We supported this fact by computing the Kernel Density Estimation over the feature winner for each player, divided by clusters. Only marginal, yet statistically significant, differences emerged, which are likely not perceivable by the players. Thus, players are not incentivized to change their strategy with another one.

In conclusion, the techniques and approaches used in this work are promising, and open new questions about human behaviors in multiplayer online games. The information provided by our framework could help game developers to design recommending systems for users and enhance users’ engagement. Uncovering players’ strategies would allow to recommend different types of champions, such as “support” champions if players are characterized by assisting actions, or “action” champions if they are otherwise more inclined in killing. Moreover, monitoring the group each user belongs to over time could help in promoting engagement in the game, through the use of custom rewards.
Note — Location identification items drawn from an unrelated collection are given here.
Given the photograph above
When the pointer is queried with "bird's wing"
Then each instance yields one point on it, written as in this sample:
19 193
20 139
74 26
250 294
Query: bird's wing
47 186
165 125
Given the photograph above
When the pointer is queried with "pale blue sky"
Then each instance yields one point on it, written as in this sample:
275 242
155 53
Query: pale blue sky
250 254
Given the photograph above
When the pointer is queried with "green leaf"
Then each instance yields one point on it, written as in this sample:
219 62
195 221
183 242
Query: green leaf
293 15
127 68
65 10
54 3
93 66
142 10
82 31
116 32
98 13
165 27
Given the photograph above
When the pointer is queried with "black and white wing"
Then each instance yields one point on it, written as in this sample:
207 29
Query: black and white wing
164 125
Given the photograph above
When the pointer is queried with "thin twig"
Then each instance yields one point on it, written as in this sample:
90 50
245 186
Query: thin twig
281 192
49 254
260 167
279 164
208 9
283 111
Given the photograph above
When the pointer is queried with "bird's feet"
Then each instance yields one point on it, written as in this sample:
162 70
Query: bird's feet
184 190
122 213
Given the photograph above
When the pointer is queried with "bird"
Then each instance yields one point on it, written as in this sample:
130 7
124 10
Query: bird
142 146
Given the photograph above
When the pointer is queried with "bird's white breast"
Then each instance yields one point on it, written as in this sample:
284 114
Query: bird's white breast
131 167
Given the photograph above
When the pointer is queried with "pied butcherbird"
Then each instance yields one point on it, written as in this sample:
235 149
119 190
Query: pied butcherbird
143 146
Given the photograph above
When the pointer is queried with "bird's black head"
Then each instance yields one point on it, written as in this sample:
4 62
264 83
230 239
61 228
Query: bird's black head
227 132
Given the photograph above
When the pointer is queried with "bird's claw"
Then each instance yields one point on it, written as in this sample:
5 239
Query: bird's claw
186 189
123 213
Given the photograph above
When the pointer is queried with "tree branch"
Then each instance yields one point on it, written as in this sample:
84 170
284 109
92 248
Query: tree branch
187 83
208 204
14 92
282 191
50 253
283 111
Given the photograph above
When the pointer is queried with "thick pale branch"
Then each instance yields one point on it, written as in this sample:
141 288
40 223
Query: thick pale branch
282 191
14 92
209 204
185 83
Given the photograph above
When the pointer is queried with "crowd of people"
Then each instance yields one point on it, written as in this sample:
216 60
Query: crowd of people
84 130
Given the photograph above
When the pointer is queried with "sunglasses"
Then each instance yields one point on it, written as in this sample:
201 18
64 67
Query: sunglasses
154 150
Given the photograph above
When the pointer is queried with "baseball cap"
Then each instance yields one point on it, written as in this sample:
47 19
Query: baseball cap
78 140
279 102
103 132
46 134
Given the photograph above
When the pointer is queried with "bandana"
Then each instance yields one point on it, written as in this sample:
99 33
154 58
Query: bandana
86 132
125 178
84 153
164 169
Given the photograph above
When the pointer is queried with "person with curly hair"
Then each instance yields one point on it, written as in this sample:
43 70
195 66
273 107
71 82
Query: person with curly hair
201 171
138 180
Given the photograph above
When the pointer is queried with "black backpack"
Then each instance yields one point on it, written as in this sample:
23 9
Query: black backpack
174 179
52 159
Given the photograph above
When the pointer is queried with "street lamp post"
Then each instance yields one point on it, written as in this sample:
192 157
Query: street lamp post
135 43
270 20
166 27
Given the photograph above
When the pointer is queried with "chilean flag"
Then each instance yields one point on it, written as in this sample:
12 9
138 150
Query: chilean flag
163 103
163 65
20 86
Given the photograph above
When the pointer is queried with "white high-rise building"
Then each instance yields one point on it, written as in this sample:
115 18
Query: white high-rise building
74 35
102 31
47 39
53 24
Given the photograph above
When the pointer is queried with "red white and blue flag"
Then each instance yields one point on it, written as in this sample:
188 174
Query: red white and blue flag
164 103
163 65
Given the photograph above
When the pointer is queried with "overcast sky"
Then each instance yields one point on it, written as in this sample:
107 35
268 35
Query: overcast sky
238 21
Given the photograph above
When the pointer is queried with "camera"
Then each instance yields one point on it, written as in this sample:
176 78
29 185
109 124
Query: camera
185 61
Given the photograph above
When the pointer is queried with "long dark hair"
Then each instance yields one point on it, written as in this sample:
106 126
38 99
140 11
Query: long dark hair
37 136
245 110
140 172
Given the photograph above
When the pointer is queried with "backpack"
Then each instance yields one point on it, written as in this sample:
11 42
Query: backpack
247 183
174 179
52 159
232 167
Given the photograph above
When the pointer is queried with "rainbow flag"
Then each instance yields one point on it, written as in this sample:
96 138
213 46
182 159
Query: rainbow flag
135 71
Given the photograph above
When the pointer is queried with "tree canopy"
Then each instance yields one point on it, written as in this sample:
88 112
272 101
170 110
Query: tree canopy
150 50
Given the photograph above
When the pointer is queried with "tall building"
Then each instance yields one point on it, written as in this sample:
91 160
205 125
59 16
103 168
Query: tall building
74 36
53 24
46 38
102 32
Future work will be devoted to the analysis of both different aspects of the game and of additional game datasets with the aim of exploring behavioral patterns in different scenarios. We are indeed interested in verifying if player strategies change depending on the champion player select and how different roles affect their performance over time. Moreover, we would like to study if the characteristics identified by the NTF might reflect the strategies of players with different skill levels. We are working on reproducing the evolution of skill level for players in LoL by computing a proxy, namely the TrueSkill (https://www.microsoft.com/en-us/research/project/trueskill-ranking-system/), for the actual score used in the game, which is not publicly available in the game data. We also aim to investigate, given the possibility of disentangling player’s behaviors over time, if it is possible to nudge players to change their strategies by the use of incentives, such as high percentage of victory. We finally plan to test other tensor factorization techniques, such as PARAFAC2, which will allow to integrate players having variable numbers of matches in their gaming history.